Well very simple to remove the issue of deep nesting of callback functions which generally occurs when we require to perform certain asynchronous operations in a sequence one after the another. Just for the sake of simplicity I am assuming a sitution where one gives request for login/signup and immediately after it, needs to compute hashkey for the current session if the user is logged in only.

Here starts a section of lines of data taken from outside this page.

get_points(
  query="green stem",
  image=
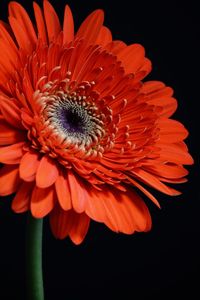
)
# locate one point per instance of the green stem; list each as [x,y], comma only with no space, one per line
[34,258]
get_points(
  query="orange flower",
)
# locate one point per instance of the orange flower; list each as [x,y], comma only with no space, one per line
[79,131]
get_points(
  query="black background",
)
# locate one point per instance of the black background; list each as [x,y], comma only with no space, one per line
[161,264]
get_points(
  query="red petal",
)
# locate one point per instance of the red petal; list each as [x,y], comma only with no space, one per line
[80,228]
[68,26]
[42,201]
[9,135]
[90,28]
[154,182]
[9,180]
[77,192]
[120,211]
[21,202]
[12,154]
[19,13]
[167,171]
[104,37]
[28,166]
[47,172]
[40,23]
[61,222]
[63,192]
[11,112]
[132,57]
[142,189]
[52,21]
[173,153]
[20,35]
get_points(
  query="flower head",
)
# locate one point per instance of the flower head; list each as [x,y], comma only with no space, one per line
[80,132]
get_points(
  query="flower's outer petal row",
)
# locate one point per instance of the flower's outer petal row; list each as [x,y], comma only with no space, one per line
[47,172]
[11,154]
[52,21]
[41,28]
[29,165]
[91,26]
[10,135]
[64,223]
[21,201]
[42,201]
[9,179]
[68,26]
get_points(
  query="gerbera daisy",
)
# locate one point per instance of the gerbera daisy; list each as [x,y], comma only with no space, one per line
[80,132]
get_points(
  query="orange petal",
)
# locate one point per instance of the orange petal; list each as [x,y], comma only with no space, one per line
[104,37]
[173,153]
[11,112]
[68,26]
[7,37]
[9,179]
[142,189]
[77,192]
[12,154]
[19,13]
[120,211]
[52,21]
[154,182]
[133,209]
[28,166]
[20,35]
[41,27]
[9,135]
[63,192]
[168,171]
[21,201]
[90,28]
[132,57]
[171,131]
[47,172]
[42,201]
[80,228]
[61,222]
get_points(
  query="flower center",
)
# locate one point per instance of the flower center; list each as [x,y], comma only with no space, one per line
[74,118]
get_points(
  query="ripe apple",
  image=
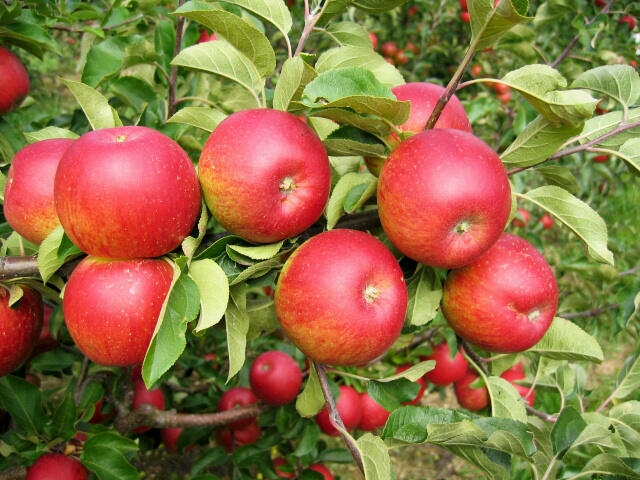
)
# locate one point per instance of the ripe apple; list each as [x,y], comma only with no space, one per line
[20,327]
[420,382]
[28,195]
[55,466]
[341,298]
[629,20]
[275,378]
[443,197]
[265,175]
[526,216]
[111,307]
[469,397]
[142,396]
[373,415]
[15,81]
[237,397]
[505,300]
[517,373]
[547,221]
[447,369]
[323,470]
[349,409]
[126,192]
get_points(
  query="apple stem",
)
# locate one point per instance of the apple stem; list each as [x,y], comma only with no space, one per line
[334,416]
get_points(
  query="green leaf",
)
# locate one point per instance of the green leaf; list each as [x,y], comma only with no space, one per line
[214,292]
[576,215]
[537,143]
[335,207]
[49,132]
[98,111]
[243,36]
[505,400]
[363,57]
[311,400]
[375,457]
[566,341]
[425,293]
[237,324]
[221,58]
[105,454]
[295,75]
[620,82]
[181,307]
[23,401]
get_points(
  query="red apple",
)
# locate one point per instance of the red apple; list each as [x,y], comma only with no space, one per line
[547,221]
[15,81]
[265,175]
[526,216]
[420,382]
[237,397]
[111,307]
[20,327]
[126,192]
[323,470]
[55,466]
[275,378]
[349,409]
[278,462]
[443,197]
[28,195]
[469,397]
[341,298]
[447,369]
[505,300]
[373,415]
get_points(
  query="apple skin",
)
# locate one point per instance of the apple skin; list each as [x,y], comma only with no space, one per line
[341,298]
[126,192]
[265,175]
[373,415]
[237,397]
[275,378]
[28,195]
[20,326]
[111,307]
[55,466]
[323,470]
[447,369]
[15,81]
[505,300]
[468,397]
[349,409]
[443,197]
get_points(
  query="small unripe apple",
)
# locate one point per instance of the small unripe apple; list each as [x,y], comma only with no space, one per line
[15,81]
[341,298]
[55,466]
[265,175]
[28,195]
[443,197]
[349,409]
[237,397]
[505,300]
[547,221]
[526,216]
[275,378]
[20,327]
[447,369]
[469,397]
[111,307]
[126,192]
[373,415]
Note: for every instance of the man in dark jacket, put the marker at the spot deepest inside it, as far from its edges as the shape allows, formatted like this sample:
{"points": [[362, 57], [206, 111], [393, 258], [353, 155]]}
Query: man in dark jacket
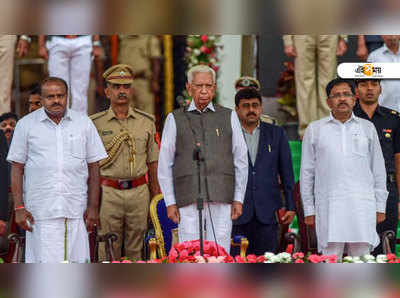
{"points": [[269, 159]]}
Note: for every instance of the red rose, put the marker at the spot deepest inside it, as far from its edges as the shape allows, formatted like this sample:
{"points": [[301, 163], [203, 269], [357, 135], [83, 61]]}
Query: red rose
{"points": [[298, 255], [314, 259], [205, 50], [239, 259], [204, 38], [229, 259], [289, 249], [251, 259], [260, 259], [391, 257]]}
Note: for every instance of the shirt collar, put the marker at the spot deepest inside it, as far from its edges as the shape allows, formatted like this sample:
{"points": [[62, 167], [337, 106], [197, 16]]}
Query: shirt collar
{"points": [[378, 109], [256, 129], [43, 115], [192, 107], [352, 118], [111, 114]]}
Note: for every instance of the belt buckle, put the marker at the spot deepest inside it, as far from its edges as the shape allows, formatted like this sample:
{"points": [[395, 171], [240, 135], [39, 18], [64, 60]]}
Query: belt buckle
{"points": [[124, 185]]}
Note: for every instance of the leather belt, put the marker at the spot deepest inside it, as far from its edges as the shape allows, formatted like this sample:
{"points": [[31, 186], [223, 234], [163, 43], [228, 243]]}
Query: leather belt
{"points": [[391, 178], [123, 184]]}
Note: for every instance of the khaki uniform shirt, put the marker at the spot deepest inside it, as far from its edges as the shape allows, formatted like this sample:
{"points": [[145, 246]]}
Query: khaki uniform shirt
{"points": [[140, 126]]}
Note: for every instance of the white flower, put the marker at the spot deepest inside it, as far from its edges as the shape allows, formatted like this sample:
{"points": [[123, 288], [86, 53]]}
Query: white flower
{"points": [[368, 257], [284, 257], [381, 258], [275, 259], [348, 259], [196, 52], [194, 60]]}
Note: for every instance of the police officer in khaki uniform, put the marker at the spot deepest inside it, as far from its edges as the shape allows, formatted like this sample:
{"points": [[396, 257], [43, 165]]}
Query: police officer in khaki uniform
{"points": [[250, 82], [143, 53], [129, 138]]}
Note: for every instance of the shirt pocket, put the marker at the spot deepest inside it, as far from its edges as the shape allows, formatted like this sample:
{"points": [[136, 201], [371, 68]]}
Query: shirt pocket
{"points": [[77, 147], [359, 145]]}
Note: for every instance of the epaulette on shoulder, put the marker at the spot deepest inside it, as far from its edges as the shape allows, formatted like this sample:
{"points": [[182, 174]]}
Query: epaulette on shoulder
{"points": [[97, 115], [151, 117]]}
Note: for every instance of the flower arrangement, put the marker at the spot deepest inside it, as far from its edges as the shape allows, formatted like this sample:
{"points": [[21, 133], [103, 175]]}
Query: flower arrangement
{"points": [[189, 252], [299, 258], [286, 90]]}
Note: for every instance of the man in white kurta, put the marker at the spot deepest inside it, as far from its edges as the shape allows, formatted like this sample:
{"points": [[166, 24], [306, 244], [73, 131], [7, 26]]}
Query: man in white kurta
{"points": [[343, 177], [201, 86], [55, 151]]}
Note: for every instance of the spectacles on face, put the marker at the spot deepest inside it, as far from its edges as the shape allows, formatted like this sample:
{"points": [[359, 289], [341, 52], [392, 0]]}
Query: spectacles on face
{"points": [[56, 96], [124, 86], [201, 86], [339, 95]]}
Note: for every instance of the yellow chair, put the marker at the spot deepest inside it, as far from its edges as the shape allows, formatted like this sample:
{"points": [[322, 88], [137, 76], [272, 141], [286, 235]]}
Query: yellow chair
{"points": [[166, 231]]}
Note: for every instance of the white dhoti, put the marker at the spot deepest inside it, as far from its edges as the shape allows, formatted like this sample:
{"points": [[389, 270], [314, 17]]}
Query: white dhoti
{"points": [[70, 59], [57, 240], [188, 228]]}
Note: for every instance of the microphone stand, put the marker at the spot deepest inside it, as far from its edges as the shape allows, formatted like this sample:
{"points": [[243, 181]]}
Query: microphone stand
{"points": [[200, 203]]}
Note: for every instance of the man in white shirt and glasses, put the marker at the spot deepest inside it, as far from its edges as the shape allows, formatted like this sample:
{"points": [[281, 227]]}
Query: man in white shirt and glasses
{"points": [[55, 178], [343, 177], [216, 132]]}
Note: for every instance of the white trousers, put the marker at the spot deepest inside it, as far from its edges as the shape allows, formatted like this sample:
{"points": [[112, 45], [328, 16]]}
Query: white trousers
{"points": [[355, 249], [54, 240], [188, 228], [70, 59]]}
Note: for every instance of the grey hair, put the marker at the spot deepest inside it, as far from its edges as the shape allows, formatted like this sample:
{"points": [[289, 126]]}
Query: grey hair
{"points": [[202, 69]]}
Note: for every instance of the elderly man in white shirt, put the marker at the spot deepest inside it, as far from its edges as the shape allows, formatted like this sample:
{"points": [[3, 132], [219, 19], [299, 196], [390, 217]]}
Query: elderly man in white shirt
{"points": [[388, 53], [343, 177], [216, 131], [55, 178]]}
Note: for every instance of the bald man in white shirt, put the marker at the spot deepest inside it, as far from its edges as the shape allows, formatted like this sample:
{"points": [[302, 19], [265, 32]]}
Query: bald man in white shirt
{"points": [[343, 177]]}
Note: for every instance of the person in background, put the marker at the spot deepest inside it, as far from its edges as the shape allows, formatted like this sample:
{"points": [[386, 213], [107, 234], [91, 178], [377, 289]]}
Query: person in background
{"points": [[8, 121], [34, 101], [343, 177], [387, 123]]}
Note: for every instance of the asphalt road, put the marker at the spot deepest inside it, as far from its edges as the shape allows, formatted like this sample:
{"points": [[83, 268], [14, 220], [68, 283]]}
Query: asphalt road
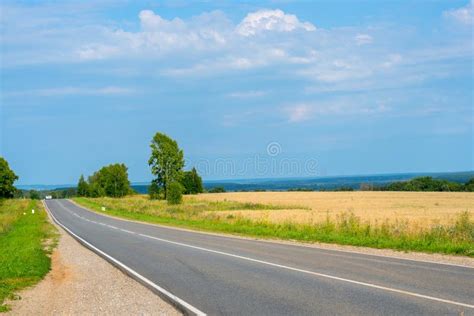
{"points": [[227, 276]]}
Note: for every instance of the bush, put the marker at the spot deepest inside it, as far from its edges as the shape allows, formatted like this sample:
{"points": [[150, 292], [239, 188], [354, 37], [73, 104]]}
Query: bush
{"points": [[175, 193], [217, 190], [155, 192]]}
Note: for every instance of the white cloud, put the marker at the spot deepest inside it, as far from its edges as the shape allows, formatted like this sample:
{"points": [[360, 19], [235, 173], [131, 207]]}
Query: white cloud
{"points": [[363, 39], [271, 20], [247, 94], [464, 15], [298, 113]]}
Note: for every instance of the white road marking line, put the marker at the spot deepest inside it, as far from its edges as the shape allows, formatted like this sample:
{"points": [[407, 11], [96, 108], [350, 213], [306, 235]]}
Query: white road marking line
{"points": [[130, 270], [328, 276]]}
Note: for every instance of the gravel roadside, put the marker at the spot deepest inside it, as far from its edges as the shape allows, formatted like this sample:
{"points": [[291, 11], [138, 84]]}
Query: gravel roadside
{"points": [[82, 283]]}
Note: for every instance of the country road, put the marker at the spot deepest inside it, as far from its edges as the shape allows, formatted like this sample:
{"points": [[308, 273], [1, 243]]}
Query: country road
{"points": [[219, 275]]}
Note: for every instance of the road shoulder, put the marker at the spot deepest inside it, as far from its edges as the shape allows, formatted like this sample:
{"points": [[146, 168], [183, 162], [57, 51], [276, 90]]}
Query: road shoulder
{"points": [[81, 282]]}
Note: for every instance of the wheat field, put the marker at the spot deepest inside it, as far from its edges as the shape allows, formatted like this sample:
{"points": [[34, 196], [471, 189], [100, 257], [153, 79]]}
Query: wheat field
{"points": [[422, 209]]}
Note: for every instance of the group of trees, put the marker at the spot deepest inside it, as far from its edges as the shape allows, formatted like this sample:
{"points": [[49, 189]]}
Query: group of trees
{"points": [[167, 163], [429, 184], [111, 180], [7, 179]]}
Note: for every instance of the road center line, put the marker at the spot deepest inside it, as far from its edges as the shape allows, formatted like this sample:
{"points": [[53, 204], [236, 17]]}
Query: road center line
{"points": [[323, 275]]}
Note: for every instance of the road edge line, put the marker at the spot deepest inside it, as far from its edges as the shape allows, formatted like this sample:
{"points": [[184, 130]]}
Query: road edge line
{"points": [[177, 302]]}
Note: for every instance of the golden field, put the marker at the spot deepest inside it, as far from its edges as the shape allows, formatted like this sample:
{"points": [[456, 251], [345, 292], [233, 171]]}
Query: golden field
{"points": [[421, 209]]}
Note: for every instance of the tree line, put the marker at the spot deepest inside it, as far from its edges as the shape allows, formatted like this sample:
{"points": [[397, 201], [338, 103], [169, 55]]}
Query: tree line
{"points": [[166, 163]]}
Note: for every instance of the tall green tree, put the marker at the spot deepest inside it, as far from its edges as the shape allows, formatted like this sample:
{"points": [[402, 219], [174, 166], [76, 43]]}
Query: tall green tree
{"points": [[7, 178], [192, 182], [111, 180], [166, 161], [82, 187]]}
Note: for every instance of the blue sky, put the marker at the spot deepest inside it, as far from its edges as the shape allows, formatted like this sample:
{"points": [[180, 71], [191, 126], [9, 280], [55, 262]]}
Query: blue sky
{"points": [[255, 89]]}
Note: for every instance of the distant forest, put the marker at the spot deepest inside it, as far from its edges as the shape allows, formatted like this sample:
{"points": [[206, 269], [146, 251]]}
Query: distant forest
{"points": [[442, 182]]}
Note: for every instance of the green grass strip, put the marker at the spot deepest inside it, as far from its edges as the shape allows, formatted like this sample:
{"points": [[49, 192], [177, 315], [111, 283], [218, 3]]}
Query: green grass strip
{"points": [[24, 256]]}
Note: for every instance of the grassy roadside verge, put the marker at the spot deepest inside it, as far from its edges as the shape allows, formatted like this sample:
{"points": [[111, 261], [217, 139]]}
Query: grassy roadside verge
{"points": [[26, 242], [346, 229]]}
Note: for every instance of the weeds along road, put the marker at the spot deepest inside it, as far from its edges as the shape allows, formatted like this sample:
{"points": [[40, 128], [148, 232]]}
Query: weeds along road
{"points": [[208, 274]]}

Take a look at callback based code

const request = require('require'); // Assuming require is some module like XMLHttpRequest for sake of simplicity.

request.body = {
	username,
	password
};


request('www.somesite.com/login', (err, res) => {
	if (res) {
    const id = res.userId;
    request('www.somesite.com/compute?id=${id}',(err,res) => {
      if(res) {
        console.log("HASH KEY COMPUTED");
        
        // Now this can quickly become even more levels deep
        // once we have other operations to perform and can become
        // bit cumbersome to manage.
      }
    });
  }
});

Now lets take a look at promised version of the same idea

const request = require('require'); // Assuming require is some module like XMLHttpRequest for sake.

request.body = {
	username,
	password
};

request('www.somesite.com/login')
	.then(res=> {
		if (res) {
			const id = res.userId;
			return request('www.somesite.com/compute?id=${id}');
		}
	})
	.then(res => {
		if (res) {
			console.log('HASH KEY COMPUTED');
			// Now even this becomes complex, we can easily manage it
		}
	})
	.catch(err => {
		console.error(err.message);
	}); 
// Bonus option provides so easy error handling as well

so one can imagine the deep nesting of callbacks are hard to manage in case the sequence of operations are multiple levels deep.

Creating & Using Promise

We can create a promise , we need to use Promise constructor. We pass a function to the promise constructor also known as executor function which is executed immediately by promise constructor ( even before returning the object) and we need to provide the callback functions resolve and reject to let it handle both the cases in which promise is fullfilled and failed.

const promisedFunction = new Promise((resolve, reject) => {
	doSomeComputation(err, res => {
    if (res) {
      resolve(res);
    } else {
      reject('The promise just failed');
    }
  })
});

In order to consume the above Promise, we need to create we have to use the then construct and we can use the optional catch construct for catching error.

promisedFunction
	.then((res) => {
		// do some stuff when promise is resolved.
	})
	.catch((err) => {
		// do some stuff when error occurs.
	});

Conclusion

I tried to cover quite basics of Promise API, like what is need of promises and how to create and use promises. There are lot more technical details regarding promises which is being covered in the specs. I highly recommend visiting specs specs for details.